Question

What is the maximum number of amino acids that could result from the following mRNA sequence?

5′ AUGAGACCGUCG 3′

A.    0

B.    4

C.    7

D.    10

Answer 1

The maximum number of amino acids that could result from the sequence of mRNA 5' AUGAGACCGUCG 3' is

4 (Option B)

Codons are the genetic codes,represented by sequence of three nitrogenous babses in nucleic acids. Each codon ( thee nitogenous bases) codes for one aminoacid. After transcription the codons in mRNA is responsible for the sequence of aminoacids in the proteins during traslation. AUG is always the start codon which codes for methionine. Protein traslation continues according to the codon sequence in the mRNA from 5' to 3' till a stop codons is encountered . Stop codons include UAG, UGA, UAA which donot have a corresponding amino acid. This terminates the protein translation. In the given mRNA sequence 5' AUGAGACCGUGC 3', grouping the nitrogenous bases in threes starting from 5' end , we obtain four codons - AUG, AGA, CCG and UGC. These codons code for four amino acids- Methionine, Arginine, Proline and Serine respectively.

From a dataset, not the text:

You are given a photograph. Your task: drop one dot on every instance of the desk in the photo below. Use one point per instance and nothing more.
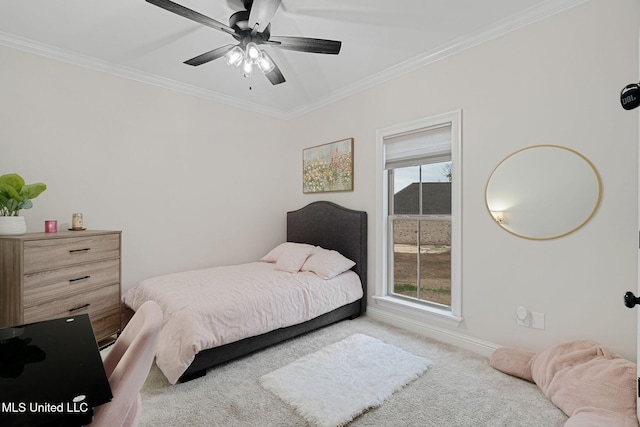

The option A (0) is wrong because the sequence starts with AUG a start codon so traslation will progress. The other options , C (7) is wrong beause for 7 amino acids, 7 x 3 = 21 bases are required. We are given only 12 bases. Option D) 10 would require 10 x 3 = 30 nitrogenous bases, which is not the case in the given sequence. (we are multiplying by three beacuse for each amino acid there has to be one codon and each codon comprises of three nitrogenous bases). Hence the answer is option B , 4.